Sin embargo, el relato más revelador no se halla en alguno de los cuentos que conforman el libro sino en el discurso exterior que construye la imagen del escritor sobre la base del reconocimiento otorgado por otros escritores, el cual complementa la historia de cómo y por qué es posible convertirse en escritor. 

La apelación a figuras de autoridad es una estrategia acorde a la lógica cultural del capitalismo tardío que tiene en la industria cultural un motor y motivo para legitimar ideas dominantes sobre las artes y las letras, donde por ejemplo resulta más determinante el aura del escritor que la discusión de su discurso literario. El problema de la invocación a una  autoridad es que es el aura lo que finalmente se impone; la transferencia de esa aura a través de una apreciación favorable, es delegación, consentimiento, admisión, pero deja intacta la interpelación a las implicancias más nefastas del discurso literario, asunto desplazado por la figura autoral que brinda su respaldo. Asimismo, la figura de autoridad es una imagen tutelar, garante y cobijadora. Es así que el protagonismo del aura, la celebración o denostación del autor como fuente exclusiva del sentido del texto, (teleología autoral), deviene olvido del discurso que emana de su escritura.
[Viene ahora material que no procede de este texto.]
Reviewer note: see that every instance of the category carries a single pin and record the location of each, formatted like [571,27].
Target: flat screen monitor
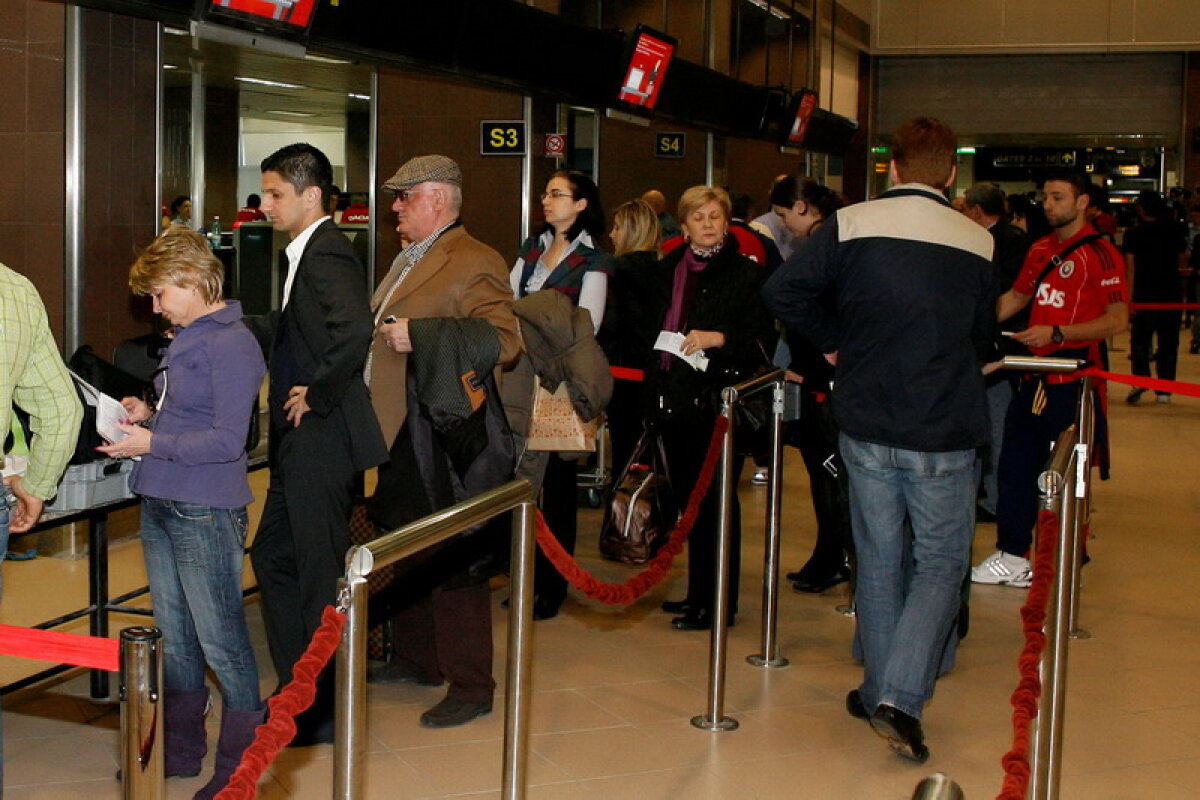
[799,116]
[283,18]
[646,64]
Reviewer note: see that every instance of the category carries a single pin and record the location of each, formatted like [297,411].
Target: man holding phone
[443,272]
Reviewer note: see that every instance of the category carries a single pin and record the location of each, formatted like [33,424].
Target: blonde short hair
[640,224]
[700,196]
[179,257]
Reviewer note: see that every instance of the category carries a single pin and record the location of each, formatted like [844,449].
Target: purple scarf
[676,319]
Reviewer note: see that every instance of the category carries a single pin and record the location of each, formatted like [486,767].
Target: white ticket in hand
[672,342]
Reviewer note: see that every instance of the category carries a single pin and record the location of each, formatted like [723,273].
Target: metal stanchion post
[769,655]
[351,721]
[1083,497]
[142,714]
[715,719]
[516,690]
[937,787]
[1059,485]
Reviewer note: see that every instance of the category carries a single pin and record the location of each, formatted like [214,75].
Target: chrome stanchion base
[767,663]
[706,722]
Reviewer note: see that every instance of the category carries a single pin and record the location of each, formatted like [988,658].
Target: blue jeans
[904,629]
[193,558]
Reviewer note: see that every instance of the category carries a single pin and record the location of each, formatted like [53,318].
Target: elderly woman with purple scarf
[708,293]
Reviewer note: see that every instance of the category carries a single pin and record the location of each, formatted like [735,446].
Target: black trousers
[816,437]
[299,551]
[685,446]
[1147,325]
[561,510]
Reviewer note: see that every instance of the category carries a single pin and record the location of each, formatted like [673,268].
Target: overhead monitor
[799,116]
[647,59]
[285,18]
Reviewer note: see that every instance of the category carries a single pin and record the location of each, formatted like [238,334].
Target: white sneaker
[1005,570]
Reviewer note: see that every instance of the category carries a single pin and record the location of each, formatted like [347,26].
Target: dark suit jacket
[321,340]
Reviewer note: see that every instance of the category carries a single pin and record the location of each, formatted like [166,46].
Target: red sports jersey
[1078,290]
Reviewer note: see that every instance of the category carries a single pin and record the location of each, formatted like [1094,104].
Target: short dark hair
[303,166]
[792,188]
[924,151]
[1077,180]
[592,217]
[987,197]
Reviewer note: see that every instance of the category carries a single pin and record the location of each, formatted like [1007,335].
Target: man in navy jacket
[912,325]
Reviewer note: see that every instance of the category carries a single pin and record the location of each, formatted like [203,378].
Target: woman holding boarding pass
[192,481]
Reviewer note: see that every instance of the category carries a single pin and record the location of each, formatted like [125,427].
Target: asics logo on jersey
[1049,296]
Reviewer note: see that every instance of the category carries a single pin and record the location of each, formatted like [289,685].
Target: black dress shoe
[453,711]
[816,585]
[855,705]
[677,606]
[399,672]
[699,619]
[545,608]
[903,732]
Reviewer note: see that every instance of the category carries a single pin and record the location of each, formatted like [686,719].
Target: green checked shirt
[33,377]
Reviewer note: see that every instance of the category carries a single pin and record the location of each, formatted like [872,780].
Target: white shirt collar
[295,251]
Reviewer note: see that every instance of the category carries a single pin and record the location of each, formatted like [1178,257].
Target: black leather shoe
[903,732]
[699,620]
[451,711]
[399,672]
[677,606]
[815,587]
[855,705]
[545,608]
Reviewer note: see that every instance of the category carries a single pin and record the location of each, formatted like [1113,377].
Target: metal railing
[714,719]
[142,714]
[409,540]
[1065,486]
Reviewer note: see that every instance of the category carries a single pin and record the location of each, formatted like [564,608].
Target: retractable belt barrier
[136,656]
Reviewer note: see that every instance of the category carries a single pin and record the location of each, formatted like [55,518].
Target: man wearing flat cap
[444,635]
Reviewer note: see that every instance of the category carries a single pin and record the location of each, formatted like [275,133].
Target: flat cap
[439,169]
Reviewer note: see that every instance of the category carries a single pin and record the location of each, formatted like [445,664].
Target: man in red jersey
[1075,280]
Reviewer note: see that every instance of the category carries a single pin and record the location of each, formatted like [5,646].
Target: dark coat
[729,299]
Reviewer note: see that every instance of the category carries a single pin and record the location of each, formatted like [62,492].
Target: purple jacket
[213,372]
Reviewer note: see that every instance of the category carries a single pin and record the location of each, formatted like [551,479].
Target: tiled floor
[615,687]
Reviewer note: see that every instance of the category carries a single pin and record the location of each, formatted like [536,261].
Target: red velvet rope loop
[615,594]
[281,726]
[1029,687]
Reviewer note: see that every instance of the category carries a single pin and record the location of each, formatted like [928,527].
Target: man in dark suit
[323,429]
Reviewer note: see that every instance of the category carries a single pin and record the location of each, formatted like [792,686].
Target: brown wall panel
[751,167]
[120,65]
[420,115]
[31,157]
[628,166]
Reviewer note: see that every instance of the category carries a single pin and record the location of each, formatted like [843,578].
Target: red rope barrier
[1144,382]
[281,726]
[615,594]
[64,648]
[1029,687]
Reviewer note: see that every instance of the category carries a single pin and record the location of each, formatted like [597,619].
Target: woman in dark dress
[711,294]
[636,235]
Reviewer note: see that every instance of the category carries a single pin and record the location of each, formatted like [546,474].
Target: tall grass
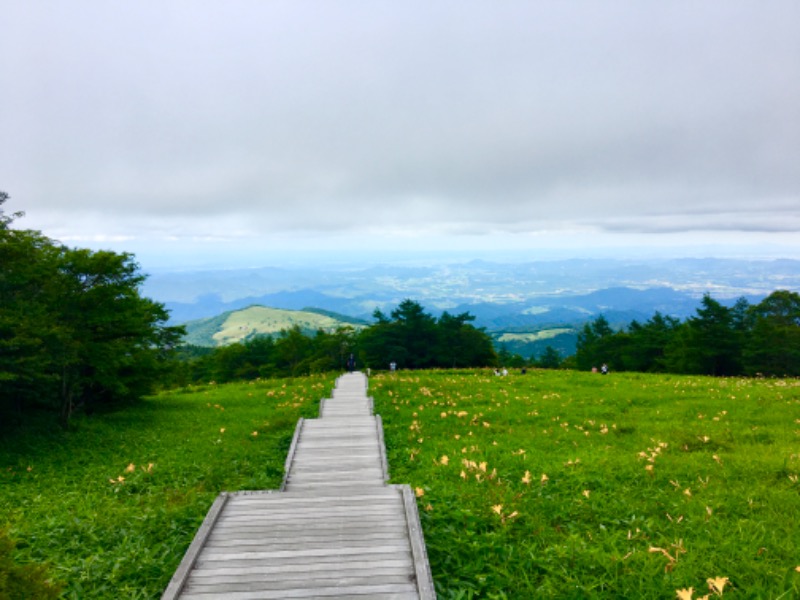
[112,504]
[546,485]
[572,485]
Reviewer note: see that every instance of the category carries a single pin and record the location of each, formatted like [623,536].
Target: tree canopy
[74,330]
[719,340]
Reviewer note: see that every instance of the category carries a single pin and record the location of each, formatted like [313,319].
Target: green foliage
[413,339]
[74,331]
[721,341]
[22,581]
[410,337]
[112,503]
[561,484]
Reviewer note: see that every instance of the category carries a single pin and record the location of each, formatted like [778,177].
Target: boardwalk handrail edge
[190,558]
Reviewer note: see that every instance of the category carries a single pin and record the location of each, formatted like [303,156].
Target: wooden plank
[292,450]
[421,565]
[334,530]
[305,570]
[190,558]
[351,581]
[303,562]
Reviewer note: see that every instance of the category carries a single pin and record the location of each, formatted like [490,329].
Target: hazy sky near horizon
[194,128]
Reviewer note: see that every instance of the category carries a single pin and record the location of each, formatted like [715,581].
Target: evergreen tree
[707,344]
[773,346]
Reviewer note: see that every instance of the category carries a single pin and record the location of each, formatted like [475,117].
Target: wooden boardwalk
[335,529]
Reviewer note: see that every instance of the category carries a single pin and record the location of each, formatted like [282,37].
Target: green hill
[239,325]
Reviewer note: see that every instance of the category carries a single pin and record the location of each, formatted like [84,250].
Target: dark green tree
[74,329]
[773,345]
[550,359]
[644,350]
[596,345]
[707,344]
[460,344]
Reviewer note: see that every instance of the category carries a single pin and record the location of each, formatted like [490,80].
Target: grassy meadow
[113,504]
[544,485]
[574,485]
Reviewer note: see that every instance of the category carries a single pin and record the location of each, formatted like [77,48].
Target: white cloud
[244,120]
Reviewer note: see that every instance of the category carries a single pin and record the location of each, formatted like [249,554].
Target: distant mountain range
[524,306]
[240,325]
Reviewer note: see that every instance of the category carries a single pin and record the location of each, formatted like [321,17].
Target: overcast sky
[196,128]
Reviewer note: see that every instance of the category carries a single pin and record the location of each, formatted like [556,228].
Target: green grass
[572,485]
[652,484]
[113,504]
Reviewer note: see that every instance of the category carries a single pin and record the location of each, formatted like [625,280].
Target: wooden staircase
[335,529]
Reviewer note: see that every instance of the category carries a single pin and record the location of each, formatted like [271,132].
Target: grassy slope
[236,325]
[571,485]
[722,498]
[124,539]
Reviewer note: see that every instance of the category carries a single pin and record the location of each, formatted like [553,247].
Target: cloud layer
[190,120]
Una crítica aureática solo puede ser cómplice del establishment, porque abandona al lector ante el asedio de las ideologías dominantes toda vez que no interpela el discurso que supuestamente debiera criticar. Esta es una de las debilidades más persistentes en la crítica literaria  manifiesta en las redes sociales y la prensa en Arequipa, sobre todo en la proveniente de escritores que comentan obras de otros escritores, aunque también en aquellos que provienen de los estudios literarios. En este sentido, no son pocos los escritores persuadidos por la falacia biográfico-referencial, por ejemplo cuando se identifica al personaje de un cuento con una persona real. Igualmente perjudicial es la crítica parafrásica, es decir, aquella que no trasciende los sentidos que el texto expone sino que los reorganiza y expone al lector acompañada de adjetivaciones vacías de contenido: “gran autor”, “la mejor obra… el peor libro”, “soberbio lenguaje”, “estilo logrado”, etc. Sea porque el autor seduce, sea porque no se arriesga a examinar el texto, ambas modalidades de crítica confinan al lector a un lugar muy seguro, al terreno de la obviedad. Y la crítica no puede ser más un espacio garante de certezas.

La recepción del último libro de cuentos de Orlando Mazeyra Guillén es un ejemplo de lo antedicho. Que buena parte de las apreciaciones sobre Mi familia y otras miserias sean aureáticas y parafrásicas no es casual. Es un reflejo especular de una sociedad en una época que ve en las artes y letras una plataforma ideal para leerse a sí misma —si no es para admirarse de sus propios avances— para ratificar lo que considera haber logrado con éxito en la economía y gastronomía.  De modo que la entusiasta celebración aureática de y sobre los escritores que adquieren y transfieren un aura tiene correlato en una crítica claudicante y circular. Aura y paráfrasis son ambas las dos caras de una misma moneda.

El relato interno, transversal a casi todos los cuentos, es el devenir del sujeto escritor producto de circunstancias aciagas donde el padre es el monstruo mitológico que motiva al protagonista a elegir la escritura como territorio para resistirlo y combatirlo. No obstante, el discurso predominante en los cuentos no es el del poder transgresor de la escritura, pues no desestabiliza al sujeto represor sino que, paradójicamente, lo empodera mediante la exposición redundante de escenas represivas, donde la agencia es potestad paterna. Se trata de una forma peculiar de veneración fundamentada en la reactualización de la escena represiva, en la redramatización de los roles jerárquicos y en la inmovilidad contemplativa del ejercicio del poder. El regodeo sobresaturado y circular en la exposición del poder paterno dificulta el cuestionamiento de ese mismo poder. No solo la sumisión o el acatamiento dócil son señales de veneración, también lo es la actitud contestataria basada  en la re-visión de las escenas represivas, de la performance del poder en su máximo esplendor.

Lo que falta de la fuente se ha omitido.